Scott Shane of the New York Times: "The other Guantánamo" is "an archipelago of federal prisons that stretches across the country, hidden away on back roads. Today, it houses far more men convicted in terrorism cases than the shrunken population of the prison in Cuba that has generated so much debate."

Kim Severson of the New York Times: "Although North Carolina officially apologized in 2002 and legislators have pressed to compensate victims [of a state-run sterilization program] before, a task force appointed by Gov. Bev Perdue is again wrestling with the state’s obligation to the estimated 7,600 victims of its eugenics program. The board operated from 1933 to 1977 as an experiment in genetic engineering once considered a legitimate way to keep welfare rolls small, stop poverty and improve the gene pool. Thirty-one other states had eugenics programs. Virginia and California each sterilized more people than North Carolina. But no program was more aggressive."

Right Wing World

Jonathan Bernstein of the Washington Post assesses the performances at last night's GOP presidential candidates' debate in Iowa. Biggest losers? Diane Sawyer & George Stephanopoulos of ABC News "the questions had to be by far the worst of any debate in this cycle. Hardly any straight issue questions, and lots of gotchas and politics questions, culminating in the absolute waste of time of having all six talk about whether Gingrich’s marital record is a Bad Thing." ...

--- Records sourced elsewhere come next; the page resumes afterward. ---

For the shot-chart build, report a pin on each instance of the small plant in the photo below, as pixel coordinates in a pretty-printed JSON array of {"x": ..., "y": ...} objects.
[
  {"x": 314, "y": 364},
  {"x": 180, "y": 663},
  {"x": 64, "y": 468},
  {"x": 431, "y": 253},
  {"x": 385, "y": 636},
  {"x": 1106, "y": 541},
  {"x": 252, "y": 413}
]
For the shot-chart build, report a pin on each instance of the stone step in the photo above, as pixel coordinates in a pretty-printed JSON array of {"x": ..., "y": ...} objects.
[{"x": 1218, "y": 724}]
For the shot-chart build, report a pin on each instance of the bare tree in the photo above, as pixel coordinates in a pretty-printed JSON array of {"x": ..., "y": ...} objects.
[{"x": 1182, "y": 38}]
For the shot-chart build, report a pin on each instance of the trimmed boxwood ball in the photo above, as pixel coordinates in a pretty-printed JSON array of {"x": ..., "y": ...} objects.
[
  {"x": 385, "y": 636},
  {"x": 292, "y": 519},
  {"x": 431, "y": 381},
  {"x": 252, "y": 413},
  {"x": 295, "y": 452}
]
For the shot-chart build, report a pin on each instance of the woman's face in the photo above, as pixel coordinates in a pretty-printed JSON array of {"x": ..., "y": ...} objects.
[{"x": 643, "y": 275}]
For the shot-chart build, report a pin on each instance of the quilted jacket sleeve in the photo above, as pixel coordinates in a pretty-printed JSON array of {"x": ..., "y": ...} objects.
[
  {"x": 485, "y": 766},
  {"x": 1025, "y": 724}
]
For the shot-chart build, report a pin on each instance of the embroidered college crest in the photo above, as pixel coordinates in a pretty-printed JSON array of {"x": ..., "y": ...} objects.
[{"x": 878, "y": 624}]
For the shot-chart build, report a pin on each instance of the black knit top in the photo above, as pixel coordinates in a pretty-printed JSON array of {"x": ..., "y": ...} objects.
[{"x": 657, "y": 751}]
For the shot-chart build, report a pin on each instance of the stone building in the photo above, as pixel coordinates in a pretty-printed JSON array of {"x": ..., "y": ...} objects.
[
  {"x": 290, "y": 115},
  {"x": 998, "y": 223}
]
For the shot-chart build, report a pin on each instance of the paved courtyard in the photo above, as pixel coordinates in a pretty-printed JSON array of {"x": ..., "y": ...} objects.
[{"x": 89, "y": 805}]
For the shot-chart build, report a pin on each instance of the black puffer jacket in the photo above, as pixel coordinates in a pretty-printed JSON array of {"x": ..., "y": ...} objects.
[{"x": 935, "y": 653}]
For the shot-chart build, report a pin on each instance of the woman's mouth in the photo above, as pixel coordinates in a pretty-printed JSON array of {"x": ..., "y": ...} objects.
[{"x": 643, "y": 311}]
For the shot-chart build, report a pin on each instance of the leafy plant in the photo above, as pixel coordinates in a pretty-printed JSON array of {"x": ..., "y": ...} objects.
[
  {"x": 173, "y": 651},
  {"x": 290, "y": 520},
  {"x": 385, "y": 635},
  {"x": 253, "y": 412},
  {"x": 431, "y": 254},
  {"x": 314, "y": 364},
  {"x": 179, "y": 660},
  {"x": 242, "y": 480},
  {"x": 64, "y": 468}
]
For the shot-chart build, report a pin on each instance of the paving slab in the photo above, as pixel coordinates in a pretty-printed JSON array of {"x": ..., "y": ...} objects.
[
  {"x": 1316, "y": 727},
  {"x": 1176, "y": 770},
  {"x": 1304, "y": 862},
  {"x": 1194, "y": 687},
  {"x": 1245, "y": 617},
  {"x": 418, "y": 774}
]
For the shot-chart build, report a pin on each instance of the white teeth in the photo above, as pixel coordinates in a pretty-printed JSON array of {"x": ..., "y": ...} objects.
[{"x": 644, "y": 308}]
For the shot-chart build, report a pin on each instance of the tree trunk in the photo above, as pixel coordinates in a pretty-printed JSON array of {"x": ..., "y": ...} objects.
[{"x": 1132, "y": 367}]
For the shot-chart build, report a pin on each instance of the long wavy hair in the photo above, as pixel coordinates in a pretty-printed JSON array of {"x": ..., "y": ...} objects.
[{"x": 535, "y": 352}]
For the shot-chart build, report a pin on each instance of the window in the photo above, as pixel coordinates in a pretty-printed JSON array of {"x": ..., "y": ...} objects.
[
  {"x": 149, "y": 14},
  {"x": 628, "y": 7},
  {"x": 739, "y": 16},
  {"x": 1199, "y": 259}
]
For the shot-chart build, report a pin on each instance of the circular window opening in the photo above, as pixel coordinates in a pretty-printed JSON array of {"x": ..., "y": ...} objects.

... On Balloon Juice, Anne Laurie has an irreverent (how could she?!) sort-of liveblog of the debate: "Conclusion: These are all sad, sad human beings (well, mostly human, probably). Team Werewolf (the Swollen Amphibian) beat Team Vampire ($10,000 Bet Guy) handily. President Obama is going to beat either of them, fortunately for the rest of us."

News Ledes

Reuters: "Countries from around the globe agreed on Sunday to forge a new deal forcing all the biggest polluters for the first time to limit greenhouse gas emissions, but critics said the plan was too timid to slow global warming. A package of accords agreed after marathon U.N. talks in South Africa extended the 1997 Kyoto Protocol - the only global pact enforcing carbon cuts - allowing five more years to finalize a wider pact which has so far eluded negotiators."

Reuters: "Manuel Noriega, Panama's drug-running military dictator of the 1980s, was extradited home on Sunday and taken straight to prison to serve a 20-year sentence for the murders of opponents during his rule."

Here's the New York Times story on last night's GOP presidential candidates' debate. See also yesterday's Ledes.

USA Today: "A slew of Palestinian officials reacted with dismay Saturday to Republican presidential hopeful Newt Gingrich's statement that the Palestinians are an 'invented" people.'"

Looks Bad to Me. New York Times: "Netflix is backing a bill in Congress that would amend the Video Privacy Protection Act, a 1988 law that requires a video services company to get a customer’s written consent when it seeks to disclose that client’s personal information, such as rental history. The new bill, passed by the House last Tuesday, would allow consumers to give one-time blanket consent online for a company to share their viewing habits continuously."